Date: 2nd January 2020
Source File:
https://data.world/dataquest/mlb-game-logs
The above link points to the game logs of MLB games. It can be downloaded from the link as a csv file
import pandas as pd
data = pd.read_csv(filename)
data.head()
data.shape
(171907, 161)
Let's check the total memory usage by pd.info
This method provides information regarding the dataframe including index dtype & column dtypes, non-null values & memory usage.
By setting memory_usage= 'deep'
The real memory usage is calculated and shown in human readable units.
data.info(memory_usage='deep')
<class 'pandas.core.frame.DataFrame'>
RangeIndex: 171907 entries, 0 to 171906
Columns: 161 entries, date to acquisition_info
dtypes: float64(77), int64(6), object(78)
memory usage: 860.5 MB
That's a lot of memory usage! Let's see what is taking up the majority of the space
for dtype in ['int64', 'float', 'object']:
print(dtype)
selected_dtype = data.select_dtypes(include=[dtype])
selected_dtype.shape
mean_usage = selected_dtype.memory_usage(deep=True).mean() / 1024 ** 2
total_usage = selected_dtype.memory_usage(deep=True).sum() / 1024 ** 2
print("Average memory usage {} columns: {:03.2f} MB".format(dtype, mean_usage))
print("Total memory usage {} columns: {:03.2f} MB".format(dtype, total_usage))
int64
Average memory usage int64 columns: 1.12 MB
Total memory usage int64 columns: 7.87 MB
float
Average memory usage float columns: 1.29 MB
Total memory usage float columns: 100.99 MB
object
Average memory usage object columns: 9.51 MB
Total memory usage object columns: 751.64 MB
So the majority of the space is taken by the object dtypes
Let's define a function which will print out the memory footprint of a dataframe OR series
def mem_usage(pandas_obj):
if isinstance(pandas_obj,pd.DataFrame):
usage_b = pandas_obj.memory_usage(deep=True).sum()

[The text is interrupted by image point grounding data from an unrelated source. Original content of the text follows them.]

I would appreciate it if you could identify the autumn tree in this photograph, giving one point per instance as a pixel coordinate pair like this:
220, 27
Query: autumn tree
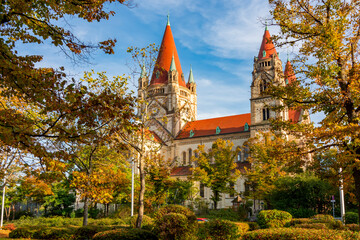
41, 104
326, 34
216, 168
272, 157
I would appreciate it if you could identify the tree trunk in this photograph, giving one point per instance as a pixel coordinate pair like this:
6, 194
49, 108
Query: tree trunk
356, 175
86, 211
141, 194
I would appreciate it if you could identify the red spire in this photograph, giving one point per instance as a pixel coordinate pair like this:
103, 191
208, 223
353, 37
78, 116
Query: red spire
267, 48
289, 73
163, 62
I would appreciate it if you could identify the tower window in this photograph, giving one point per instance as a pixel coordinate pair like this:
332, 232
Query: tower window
218, 130
202, 190
184, 158
246, 152
266, 113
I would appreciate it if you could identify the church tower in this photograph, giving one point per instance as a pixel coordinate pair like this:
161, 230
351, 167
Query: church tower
267, 70
171, 101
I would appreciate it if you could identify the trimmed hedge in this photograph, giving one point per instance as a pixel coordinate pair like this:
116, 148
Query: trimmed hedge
273, 218
129, 234
175, 226
87, 232
351, 217
299, 234
218, 229
147, 222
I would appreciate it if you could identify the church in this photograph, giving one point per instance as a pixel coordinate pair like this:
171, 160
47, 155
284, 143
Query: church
172, 108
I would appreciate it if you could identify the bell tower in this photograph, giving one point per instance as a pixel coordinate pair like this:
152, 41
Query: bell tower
171, 101
267, 70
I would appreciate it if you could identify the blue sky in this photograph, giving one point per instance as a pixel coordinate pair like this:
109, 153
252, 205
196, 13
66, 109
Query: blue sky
218, 38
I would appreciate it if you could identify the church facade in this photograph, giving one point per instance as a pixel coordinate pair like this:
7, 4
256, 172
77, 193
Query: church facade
172, 108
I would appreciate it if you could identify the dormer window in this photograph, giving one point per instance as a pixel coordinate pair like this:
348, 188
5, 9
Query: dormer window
266, 114
191, 134
218, 130
246, 127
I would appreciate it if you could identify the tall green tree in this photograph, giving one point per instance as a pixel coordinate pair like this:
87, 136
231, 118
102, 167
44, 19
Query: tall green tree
326, 34
216, 168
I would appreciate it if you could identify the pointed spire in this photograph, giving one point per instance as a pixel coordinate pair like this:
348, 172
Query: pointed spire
267, 48
167, 54
143, 72
172, 65
289, 73
191, 77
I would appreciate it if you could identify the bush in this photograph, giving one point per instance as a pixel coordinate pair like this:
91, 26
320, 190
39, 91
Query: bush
299, 234
226, 214
301, 212
217, 229
130, 234
351, 217
253, 226
147, 222
242, 227
323, 218
106, 221
312, 225
53, 233
175, 209
21, 232
296, 221
175, 226
10, 227
87, 232
273, 218
353, 227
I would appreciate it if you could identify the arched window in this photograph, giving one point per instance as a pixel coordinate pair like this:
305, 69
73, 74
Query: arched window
202, 190
266, 113
238, 155
184, 158
246, 152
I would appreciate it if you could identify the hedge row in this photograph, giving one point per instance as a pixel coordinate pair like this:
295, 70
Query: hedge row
299, 234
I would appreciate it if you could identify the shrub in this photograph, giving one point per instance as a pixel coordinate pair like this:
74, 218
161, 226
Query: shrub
22, 232
301, 212
353, 227
175, 209
273, 218
323, 218
312, 225
147, 222
10, 227
351, 217
175, 226
218, 229
226, 214
53, 233
242, 227
106, 221
299, 234
130, 234
296, 221
253, 226
87, 232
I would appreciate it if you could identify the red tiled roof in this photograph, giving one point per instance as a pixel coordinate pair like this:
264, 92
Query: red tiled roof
294, 115
163, 62
181, 171
289, 73
186, 170
207, 127
267, 46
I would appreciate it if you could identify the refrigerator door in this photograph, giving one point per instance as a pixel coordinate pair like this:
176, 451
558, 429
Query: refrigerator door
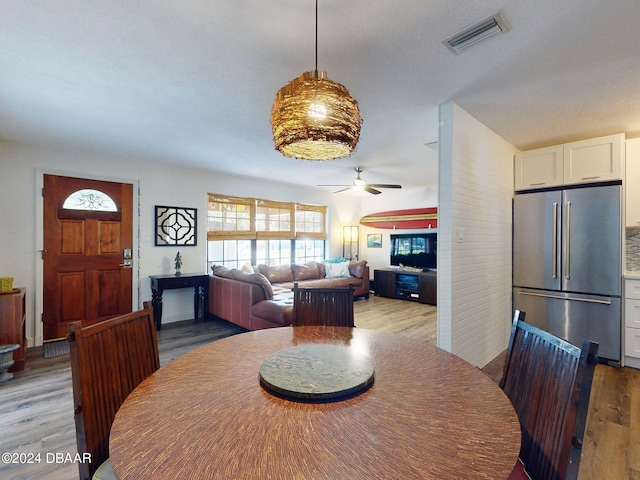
574, 317
591, 249
536, 240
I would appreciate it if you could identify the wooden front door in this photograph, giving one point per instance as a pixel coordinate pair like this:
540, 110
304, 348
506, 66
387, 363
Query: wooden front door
88, 235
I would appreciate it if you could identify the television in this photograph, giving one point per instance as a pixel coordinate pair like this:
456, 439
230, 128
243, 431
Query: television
416, 250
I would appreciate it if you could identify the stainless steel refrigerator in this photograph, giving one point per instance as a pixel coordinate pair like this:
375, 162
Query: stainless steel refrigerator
567, 267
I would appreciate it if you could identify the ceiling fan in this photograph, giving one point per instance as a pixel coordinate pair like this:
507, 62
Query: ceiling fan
359, 184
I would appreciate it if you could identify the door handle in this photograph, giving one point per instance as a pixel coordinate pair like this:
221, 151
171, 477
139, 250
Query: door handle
554, 247
567, 240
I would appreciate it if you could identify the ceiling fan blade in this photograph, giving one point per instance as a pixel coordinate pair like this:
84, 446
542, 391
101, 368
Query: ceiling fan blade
384, 185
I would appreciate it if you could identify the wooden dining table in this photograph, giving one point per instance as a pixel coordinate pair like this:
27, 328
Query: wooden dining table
427, 415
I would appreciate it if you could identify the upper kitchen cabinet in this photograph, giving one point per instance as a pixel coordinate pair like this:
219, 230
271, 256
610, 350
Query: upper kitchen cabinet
539, 168
593, 160
632, 183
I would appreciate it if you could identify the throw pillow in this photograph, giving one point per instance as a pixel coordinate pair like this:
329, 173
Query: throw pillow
336, 269
356, 269
248, 268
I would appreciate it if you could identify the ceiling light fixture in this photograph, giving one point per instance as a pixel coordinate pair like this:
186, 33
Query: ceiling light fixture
477, 33
313, 118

else: # we assume if not a df it's a series
usage_b = pandas_obj.memory_usage(deep=True)
usage_mb = usage_b / 1024 ** 2 # convert bytes to megabytes
return "{:03.2f} MB".format(usage_mb)
There are different ways by which the data can be stored.
dtype | Memory Size | Max/ Min |
---|---|---|
int8/uint8 | 1 byte | -128/+128 OR 0/255 |
bool | 1 byte | True/False |
float16/int16/uint16 | 2 bytes | -32768/+32767 OR 0/65535 |
float32 / int32 / uint32 | 4 bytes | -2147483648/2147483647 |
float64 / int64 / uint64 | 8 bytes |
The above values can be found by using the np.finfo
and np.iinfo
for iit in ['float16', 'float32', 'float64']:
print(np.finfo(iit))
So by downcasting we can save memory. We start by separating out the int64
variables and downcast it to an unsigned integer variable. We will use the mem_usage
function defined above to calculate the memory used by the variables (before & after the operation)

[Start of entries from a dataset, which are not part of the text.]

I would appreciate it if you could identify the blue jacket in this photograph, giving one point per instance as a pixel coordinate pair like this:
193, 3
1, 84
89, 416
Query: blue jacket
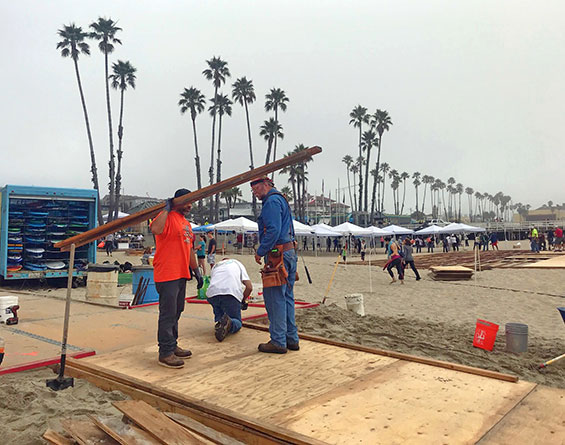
274, 222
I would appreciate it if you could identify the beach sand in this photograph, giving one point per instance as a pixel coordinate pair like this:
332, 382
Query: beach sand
426, 318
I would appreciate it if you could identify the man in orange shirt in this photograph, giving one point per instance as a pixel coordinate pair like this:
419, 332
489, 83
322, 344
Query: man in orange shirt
174, 264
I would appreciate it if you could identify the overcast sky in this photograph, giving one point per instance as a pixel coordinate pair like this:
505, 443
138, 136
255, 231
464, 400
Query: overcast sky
474, 89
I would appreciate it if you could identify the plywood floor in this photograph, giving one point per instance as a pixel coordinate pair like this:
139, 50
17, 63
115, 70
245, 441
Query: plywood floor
339, 395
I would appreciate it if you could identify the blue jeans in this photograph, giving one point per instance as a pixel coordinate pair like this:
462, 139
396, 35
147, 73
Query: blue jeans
227, 304
279, 302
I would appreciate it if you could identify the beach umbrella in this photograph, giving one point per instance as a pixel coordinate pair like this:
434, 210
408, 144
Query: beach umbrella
397, 230
430, 230
240, 224
347, 228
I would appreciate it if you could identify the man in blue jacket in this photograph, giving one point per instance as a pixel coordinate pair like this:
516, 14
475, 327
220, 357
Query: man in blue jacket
275, 229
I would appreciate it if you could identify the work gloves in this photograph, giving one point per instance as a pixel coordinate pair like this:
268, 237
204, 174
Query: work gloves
169, 205
196, 274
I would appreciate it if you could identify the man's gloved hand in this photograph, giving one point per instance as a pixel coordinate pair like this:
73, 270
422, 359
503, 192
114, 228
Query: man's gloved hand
169, 205
196, 274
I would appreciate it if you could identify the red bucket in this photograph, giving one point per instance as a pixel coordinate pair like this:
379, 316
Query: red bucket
485, 335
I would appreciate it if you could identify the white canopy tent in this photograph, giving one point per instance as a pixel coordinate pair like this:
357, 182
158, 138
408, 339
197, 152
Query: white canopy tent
397, 230
302, 229
431, 230
347, 228
240, 224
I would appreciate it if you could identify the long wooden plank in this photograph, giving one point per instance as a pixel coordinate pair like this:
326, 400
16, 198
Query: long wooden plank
199, 410
85, 432
203, 430
122, 223
399, 355
156, 423
56, 438
122, 433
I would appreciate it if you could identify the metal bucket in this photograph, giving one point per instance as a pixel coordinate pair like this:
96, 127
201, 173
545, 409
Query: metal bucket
516, 337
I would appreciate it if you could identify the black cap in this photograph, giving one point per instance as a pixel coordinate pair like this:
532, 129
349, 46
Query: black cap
181, 192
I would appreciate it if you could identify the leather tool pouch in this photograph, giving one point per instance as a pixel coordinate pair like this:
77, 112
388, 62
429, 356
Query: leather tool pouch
274, 273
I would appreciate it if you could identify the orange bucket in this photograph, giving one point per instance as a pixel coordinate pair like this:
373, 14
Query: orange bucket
485, 334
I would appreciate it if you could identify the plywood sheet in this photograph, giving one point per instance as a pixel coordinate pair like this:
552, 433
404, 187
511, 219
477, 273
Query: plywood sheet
539, 418
407, 403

data_int = data.select_dtypes(include = ['int64'])
print(data_int.shape)
converted_int = data_int.apply(pd.to_numeric, downcast= 'unsigned')
print(mem_usage(data_int))
print(mem_usage(converted_int))
Memory usage has dropped by >80%!
(171907, 6)
7.87 MB
1.48 MB
Next we check the float
variables & downcast it to numeric. This is done by applying pd.to_numeric
Later we check the memory usage
data_float = data.select_dtypes(include=['float'])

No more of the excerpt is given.